SUMMARY: NSR parallelism and concurrent sessions

From: Adrian Ho <adrianho_at_rotiprata.nii.ncb.gov.sg>
Date: Wed, 24 Apr 1996 19:36:20 +0800 (SGT)

Hi DU Mgrs!

I asked last Sat about the above subject matter and why my recovers were
going so slowly (original message quoted at the end of this message).
Many thanks to the following people who assisted in my hour of need:

Harald Lundberg <hl_at_tekla.fi>
Hellebo Knut <Knut.Hellebo_at_nho.hydro.com>
"Jeffrey S. Jewett" <spider_at_umd5.umd.edu>
Paul Rockwell <rockwell_at_rch.dec.com>

The reasons were actually quite simple (correct me if I'm way off base):

[1] Several savesets can be backed up in parallel, but they will always be
restored sequentially, both in spatial (/usr vs. /usr1) and temporal (6
Apr vs. 7 Apr) terms (ie. /usr _at_ 6 Apr, /usr1 _at_ 6 Apr, /usr _at_ 7 Apr,
/usr1 _at_ 7 Apr, sequentially in that order).

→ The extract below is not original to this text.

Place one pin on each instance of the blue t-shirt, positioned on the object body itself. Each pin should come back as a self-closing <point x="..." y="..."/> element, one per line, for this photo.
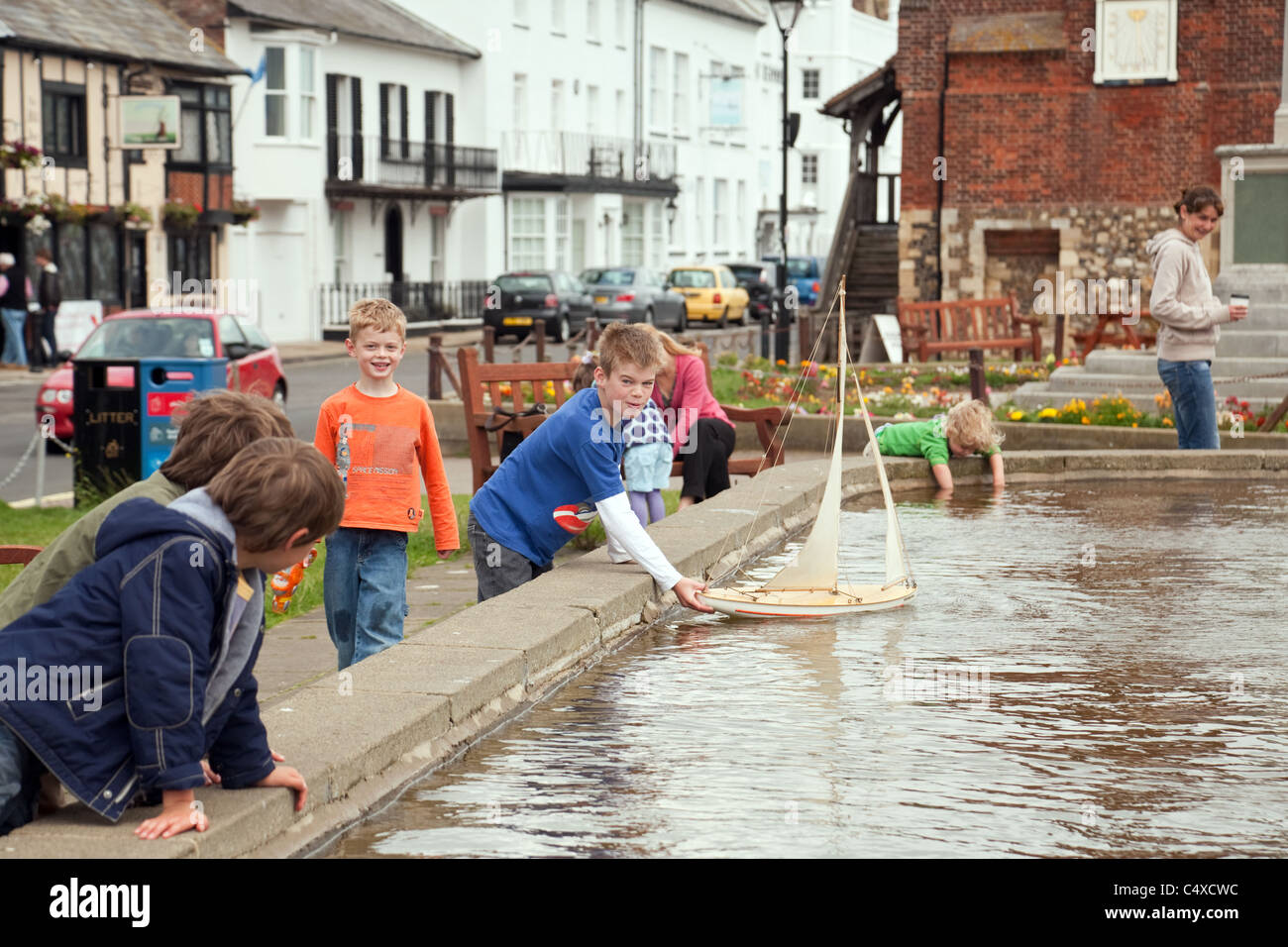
<point x="575" y="455"/>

[2] Backups can use all tape devices simultaneously, while recovers will
only use one device at a time.

So what can be done to reduce recovery time in the future?

[1] Buy an jukebox, preferably the DLT variety. It won't chop all that
much time off an equivalent autoloader configuration, but it allows the
operator to go home and rest in peace, rather than wait around to change
tapes. Hellebo Knut was particularly insistent about this point, and I'm
grateful to him for that. 8-)

[2] Shrink/split up the file domains. Since the minimum set to restore
in the event of a disk failure (or a multi-disk failure with RAID) is an
entire file domain, the smaller they are, the less you'll have to
restore. In retrospect, an 8GB file domain was a bit much. 8-}

[3] Go RAID. This is personally embarrassing, as our 2100 already has an
entire StorageWorks RAID setup on-board. However, at the time of initial
installation, time and cost factors (mostly time) prompted me to set up
all drives as JBOD. Later on, as we started adding more drives, it became
"it ain't broke, and it's a helluva big task, so why fix it?" Of course,
if I had done it in the first place, I wouldn't be here now. 8-}

As for the parallelism/concurrency issue, reducing both to 1 would
certainly make the tape load sequence very predictable, and it might
reduce restore times by a significant amount, but it definitely would
lengthen backups, perhaps considerably.

All things said, I'll probably go with [1] and [2] above. [3]'s kinda
iffy for our situation -- I'll hafta think about it some more.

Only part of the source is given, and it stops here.